The Economist measures a range of social media metrics, although Johnson said that "traditionally we've kept a careful eye on the number of referrals to our own website", based on page views.
"That is an important reason why we're on social media, to introduce more people to what we do on our own site," he explained.
The newspaper is also interested in the different types of interaction on social platforms, such as likes and comments on Facebook.
Johnson explained that this is important because "the kind of interactions you're getting on the site make a big difference in the number of times the Facebook algorithm shows your posts to your community".
"So you can't afford to ignore that any more, if you were ever ignoring it before."
But not all metrics are necessarily worth getting "hung up about", he added, referring to follower counts.
"People like to quote them but it doesn't mean that much, because you don't know how many of those are fake accounts or how many of them are just lapsed users."
5. A 'dual strategy' using sub-accounts
The Economist uses a "dual strategy" on Twitter, in order to add creativity in a way which does not take away from the impact of its main account.
This means that @TheEconomist focuses more on the sending out of links to the newspaper's content, while a series of "sub-accounts" have been created where the newspaper is "a bit more creative".
"Those are the places where you'll see us replying to people, or getting involved in conversations, or linking out externally to blogs that aren't just ours," Johnson said.
He said when, on occasion, they have been slightly more "creative" on the main account, they have received some negative feedback.
"The people who are following us there, they know what they want to get out of it. They want to get frequent, well-written links to things that we've written.
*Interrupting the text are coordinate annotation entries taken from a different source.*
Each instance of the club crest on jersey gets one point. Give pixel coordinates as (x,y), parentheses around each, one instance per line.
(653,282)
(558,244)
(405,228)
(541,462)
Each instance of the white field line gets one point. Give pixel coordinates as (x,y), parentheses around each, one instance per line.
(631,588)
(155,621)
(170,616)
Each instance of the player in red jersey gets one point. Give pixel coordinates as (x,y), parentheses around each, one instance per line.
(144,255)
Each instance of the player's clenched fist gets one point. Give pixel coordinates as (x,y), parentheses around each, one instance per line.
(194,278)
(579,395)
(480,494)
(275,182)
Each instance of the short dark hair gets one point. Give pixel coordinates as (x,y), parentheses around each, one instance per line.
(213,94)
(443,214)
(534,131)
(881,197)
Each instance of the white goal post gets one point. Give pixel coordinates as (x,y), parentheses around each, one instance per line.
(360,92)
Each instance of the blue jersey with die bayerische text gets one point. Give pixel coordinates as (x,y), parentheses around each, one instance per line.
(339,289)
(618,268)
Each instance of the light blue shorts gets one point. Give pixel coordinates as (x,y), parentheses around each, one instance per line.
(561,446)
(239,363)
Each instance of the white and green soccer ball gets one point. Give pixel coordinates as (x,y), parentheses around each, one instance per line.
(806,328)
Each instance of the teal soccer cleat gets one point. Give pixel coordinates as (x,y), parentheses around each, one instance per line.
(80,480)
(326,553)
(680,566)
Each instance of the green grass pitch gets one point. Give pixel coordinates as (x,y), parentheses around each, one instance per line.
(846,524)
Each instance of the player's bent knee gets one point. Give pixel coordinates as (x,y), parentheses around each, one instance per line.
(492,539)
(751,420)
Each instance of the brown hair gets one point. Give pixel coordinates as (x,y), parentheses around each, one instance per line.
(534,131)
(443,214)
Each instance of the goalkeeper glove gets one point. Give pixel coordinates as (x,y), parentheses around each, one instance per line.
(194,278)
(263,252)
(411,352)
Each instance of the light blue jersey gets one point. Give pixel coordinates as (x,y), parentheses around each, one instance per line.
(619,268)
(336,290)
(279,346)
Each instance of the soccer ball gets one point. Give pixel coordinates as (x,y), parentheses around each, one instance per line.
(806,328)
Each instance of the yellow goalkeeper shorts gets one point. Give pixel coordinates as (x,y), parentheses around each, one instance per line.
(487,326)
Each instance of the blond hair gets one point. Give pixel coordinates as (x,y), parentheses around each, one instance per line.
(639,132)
They don't necessarily want us to be incredibly creative with how we do that".
6. Staying true to the brand
The Economist is passionate about ensuring its brand values remain reflected in all its activities across platforms.
"One thing that we've learnt, and one thing I'd recommend, is not to dumb down," Johnson advised, "not to try and be something different, or something that you're not".The internet is a competitive place for newspapers and for magazines, but nowhere is more competitive than social media, when you really are all fighting it out for attention on one user's dashboardMark Johnson, The Economist
"The internet is a competitive place for newspapers and for magazines, but nowhere is more competitive than social media, when you really are all fighting it out for attention on one user's dashboard.
"What's going to be successful is stuff that's distinctive, stuff that's very different from anything else, and I think one of the reasons The Economist has been successful is because the brand itself is very distinctive, both in the way it writes about things and the topics that it covers."
Speaking at a conference in Italy earlier this year, Johnson also stressed this point, encouraging others to "find out what it is people love about them, then work out how to convert that onto social networks".
7. Creating content with social in mind
The Economist also looks for opportunities to create "new, social-friendly content" on its website, he said, which will still appeal to its regular readers.
One example he gave was the popularity of its Graphic Detail blog's daily chart, which then prompted the idea for The Economist Explains blog, which offers readers a short answer to what the blog describes as "topical and timeless" questions.
"That's an example of something which works for our current audience but which we also know will work well on social media," Johnson said.
"So it doesn't compromise what The Economist is, it actually just extends our reach."